J. Rieger & Co.
- Type: Distillery
- Founded: 1887 (closed from 1919 to 2014)
- Founder: Jacob Rieger
- Headquarters: Kansas City, Missouri
- Website: www.jriegerco.com

= J. Rieger & Co. =

American distillery

J. Rieger & Co. is an American distillery founded by Jacob Rieger in 1887. Located in Kansas City, Missouri, it was shut down in December 1919 due to the onset of federal Prohibition. The brand was reestablished in 2014 by co-founders Andy Rieger and Ryan Maybee, becoming the first legal distillery in Kansas City since Prohibition.

==History==
Jacob Rieger immigrated to America from Goritz, Austria in 1877. In 1887 Jacob founded the J. Rieger & Co. distillery in Kansas City's West Bottoms neighborhood, directly across from the Livestock Exchange Building.
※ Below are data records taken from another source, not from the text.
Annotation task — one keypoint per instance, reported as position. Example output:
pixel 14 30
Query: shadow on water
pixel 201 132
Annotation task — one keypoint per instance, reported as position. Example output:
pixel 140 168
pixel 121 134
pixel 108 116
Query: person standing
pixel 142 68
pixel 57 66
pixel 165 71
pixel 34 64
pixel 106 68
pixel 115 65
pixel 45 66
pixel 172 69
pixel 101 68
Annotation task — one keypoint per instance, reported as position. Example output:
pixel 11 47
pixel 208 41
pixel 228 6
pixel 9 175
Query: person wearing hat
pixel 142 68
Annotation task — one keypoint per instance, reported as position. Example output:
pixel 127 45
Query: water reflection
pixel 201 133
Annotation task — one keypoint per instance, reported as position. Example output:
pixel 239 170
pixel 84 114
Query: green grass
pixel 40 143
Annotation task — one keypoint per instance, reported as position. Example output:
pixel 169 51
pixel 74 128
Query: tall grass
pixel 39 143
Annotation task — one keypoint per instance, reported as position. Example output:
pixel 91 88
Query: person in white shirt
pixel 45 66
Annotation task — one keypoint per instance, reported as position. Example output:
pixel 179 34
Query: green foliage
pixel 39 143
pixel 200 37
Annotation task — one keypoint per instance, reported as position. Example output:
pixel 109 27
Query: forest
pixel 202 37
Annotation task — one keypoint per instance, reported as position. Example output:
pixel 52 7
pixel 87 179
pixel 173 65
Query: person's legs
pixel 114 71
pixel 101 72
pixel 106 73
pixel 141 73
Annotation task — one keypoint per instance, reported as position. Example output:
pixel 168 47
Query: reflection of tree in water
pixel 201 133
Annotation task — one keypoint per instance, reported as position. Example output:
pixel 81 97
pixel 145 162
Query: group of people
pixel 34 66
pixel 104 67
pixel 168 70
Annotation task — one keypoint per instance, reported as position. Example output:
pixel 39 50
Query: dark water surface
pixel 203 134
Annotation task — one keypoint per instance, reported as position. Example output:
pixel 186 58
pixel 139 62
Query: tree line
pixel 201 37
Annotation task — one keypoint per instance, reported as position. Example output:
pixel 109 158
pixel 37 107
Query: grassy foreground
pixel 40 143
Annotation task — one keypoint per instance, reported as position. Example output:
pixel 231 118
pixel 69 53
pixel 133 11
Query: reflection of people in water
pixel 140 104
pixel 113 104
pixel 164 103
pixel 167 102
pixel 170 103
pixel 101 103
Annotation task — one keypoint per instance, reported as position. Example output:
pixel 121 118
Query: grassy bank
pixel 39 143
In 1898, the first official listing of J. Rieger & Co. appears at 1527 Gennessee Street. Not showing any signs of conceding in what was a booming time period in Kansas City's History, a short time later J. Rieger & Co. is expanded to include 1512-1529 Genessee Street.

Jacob turned over operations of the distillery to his only son, Alexander Rieger in 1890. During Alexander's time in charge, J. Rieger & Co. claimed to be the largest mail-order whiskey house in the U.S., with a customer base of 250,000+. The distillery offered over 100 unique products ranging from whiskeys, to gins, rums, and even stomach bitters, reaching customers across the country through direct mail and advertisements.

The company thrived on this business model until the Eighteenth Amendment was passed in 1919, making the production, sale and transport of intoxicating liquors illegal. Like most breweries and distilleries across the country, Alexander was forced to shut the doors of J. Rieger & Co. in December 1919. Shortly after, Alexander Rieger Mercantile Company and Alexander Rieger Investment Company were listed at the same address of the once thriving J. Rieger distillery

Sometime around the 1950s, the original distillery was razed to make way for a parking lot.

J. Rieger & Co. reestablished in October 2014 by Ryan Maybee and Andy Rieger, Jacob Rieger's great-great-great-grandson. J. Rieger & Co. today operates under the original trademark, last owned by Alexander Rieger and expired in 1922.

The distillery is now located in the East Bottoms neighborhood in Kansas City, just three and a half miles from its original location.

==Products==
Rieger's Kansas City Whiskey is the first product developed and released by J. Rieger & Co. after Prohibition. Kansas City Whiskey is a blend of sourced products: Straight Bourbon Whiskey, Light Corn Whiskey, and Straight Rye Whiskey, all aged at least 4 years, as well as a small amount of 15 year old Oloroso Sherry from the Williams & Humbert Bodega. It is bottled at 92 proof.

Rieger's Midwestern Dry Gin is a London Dry style gin made from a wheat spirit base and incorporates five botanicals: Juniper, Licorice root, Angelica Root, Coriander, and Orange Peel. The recipe for Midwestern Dry Gin was developed by Tom Nichol, former Master Distiller of Tanqueray.

Caffè Amaro is blend of a traditional Amaro with cold brew coffee. Caffè Amaro is characterized by its bitter, slightly sweet flavor which stems from the use of botanicals, herbs, and cane syrup. Caffè Amaro is a collaborative spirit with Kansas City-based coffee roasters, Thou Mayest, who selects a single origin coffee roast to make a cold brew coffee that is used to cut the Amaro spirit base to proof. The product spends a brief amount of time in barrel.

Rieger's Midwestern Premium Vodka is made from 100% Wheat Neutral Grain Spirit. The product is given a final distillation in a 750-gallon copper pot still, and carbon-filtered.

Left For Dead is a spirit distilled entirely from Kansas City-based Boulevard Brewing Company beer, with each batch being made from a different Boulevard product, or multiple beers in some cases, which would have otherwise been discarded. The final product is bottled at 89 proof, a nod to 1989, the year Boulevard was founded.

In July 2023, the company released their first canned cocktail named after the Electric Park District, a historic district in Kansas City, made with Rieger's vodka.

==Reception==
Finalist (top 4) for International Best New Spirit/Cocktail Ingredient at the 2015 Tales of the Cocktail Spirited Awards.